Arthritis

There are 33 joints in the foot and ankle, so arthritis is a common problem.

There are two main types of arthritis:

  • Osteoarthritis – sometimes referred to as ‘wear and tear arthritis’, osteoarthritis may be age -related or secondary to previous injury. The cartilage becomes thinned, frayed and brittle and eventually wears away. This allows the bone surfaces to rub against each other, causing pain, swelling and formation of bone spurs. Fractures, especially those in which the joint was dislocated, or the fracture involved the joint surface are prone to develop arthritis, sometimes many years after the injury. If you have fractured your ankle, you are seven times more likely to develop arthritis in the future.

  • Rheumatoid and inflammatory arthritis – there are many different types of inflammatory arthritis, but the commonest is Rheumatoid arthritis. This is an autoimmune condition in which the body attacks the lining of the joints causing it to become swollen and thickened. The disease is usually controlled with drugs, but over time, the inflamed tissues can result in joint instability, swelling, deformity and damage to the bone around joints.

Physiotherapy

Symptoms of arthritis

The commonest complain is pain, often felt at the end of the day and at night. Pain is often exacerbated by activity. Other common symptoms of arthritis are swelling, painful bone spurs, deformity, and a sensation of instability or giving way.

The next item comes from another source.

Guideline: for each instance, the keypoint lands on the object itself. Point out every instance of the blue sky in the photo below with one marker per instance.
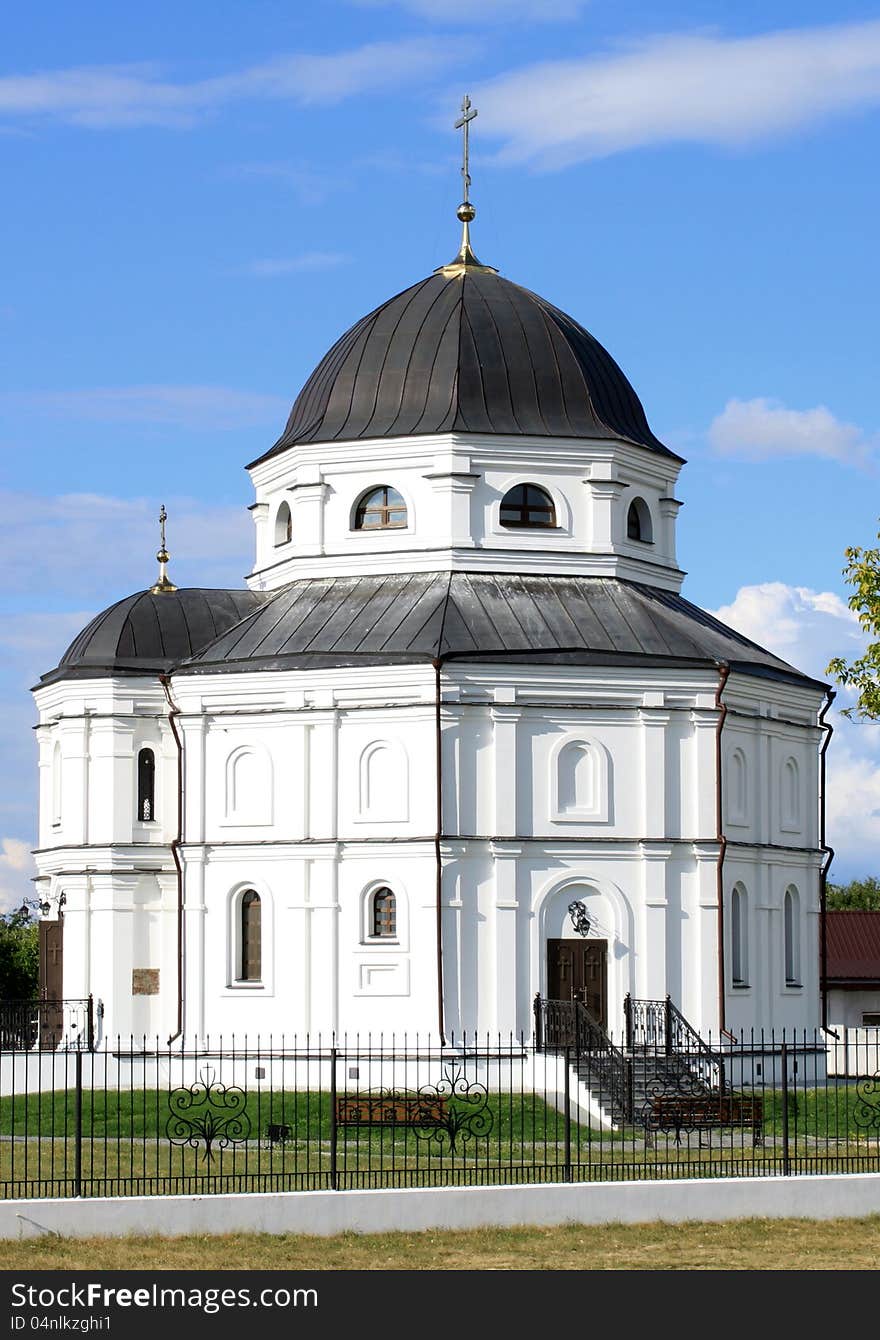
(200, 198)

If you have symptoms of arthritis please make an appointment so that we can organise the appropriate investigations and discuss the pros and cons of the many treatment options available.

Treatment

The exact treatment depends on which joints are affected and the severity of arthritis. There are many treatments available. These include:
 

  • Physiotherapy and lifestyle modification – in many cases, restoring normal movement patterns and improving muscle strength will reduce symptoms. It is best to do this under the supervision of an experienced physiotherapist. You should avoid activities which exacerbate arthritis – high impact sports such as road running for example. Low impact forms of exercise such as swimming or cycling may be better. If you are overweight, weight loss can reduces stress across the joints.
     

  • Insoles and ankle supports – if the ankle is unstable a brace may be helpful. Arthritis of the small joints of the foot can often be treated with a supportive insole.
     

  • Analgesia – simple pain killer drugs such as paracetamol combined with an anti-inflammatory such as ibuprofen will help reduce pain and swelling. Chondroitin is a naturally occurring substance that has been shown in some trials to reduce inflammation of cartilage. You should avoid taking anti-inflammatory drugs if you have gastric problems, asthma or kidney disease. Check with your GP before starting any new medication.
     

  • Injections – steroid injections may have a role in reducing inflammation of joints. In some cases, this can be performed in clinic but more frequently they are administered under local anaesthetic under x-ray guidance.  The effect of the steroid will wear off eventually but many patients experience pain relief for several months. Multiple steroid injections can result in damage to skin and soft tissues and should be avoided.
     

  • Arthroscopy – early arthritis of the ankle may be suitable for treatment with key-hole surgery or arthroscopy. This is performed as a day case procedure under anaesthetic. Two small incisions at the front of the ankle allow a camera and an instrument to be inserted into the joint. Areas of damaged cartilage can be trimmed, inflammatory tissue removed and bone spurs shaved away. This can help reduce some of the pain associated with arthritis.
     

  • Fusion – this is a surgical procedure to permanently stabilise joints. All movement of the joint is eliminated. It is a very effective way to reduce pain. The joint can be fused with screws or metal plates. After the operation the joint is supported in a plaster cast for six to eight weeks, after which you will gradually be allowed to return to normal activity. Elimination of movement in the large joints of the foot and ankle does alter walking patterns and as such is reserved for the most severe cases.
     

  • Ankle replacement – for severe arthritis of the ankle where there is minimal deformity and some preserved movement this procedure may be helpful. An artificial joint made of metal and with a plastic bearing is implanted into the ankle cavity. This reduces pain and preserves movement. Not all cases of ankle arthritis are suitable for this procedure it is are usually reserved for people over the age of 55. As with all surgery there are some risks and potential complications. The implant will wear out over time, some patients may have persistent pain and there are risks of infection. For some patients however this is a very good option.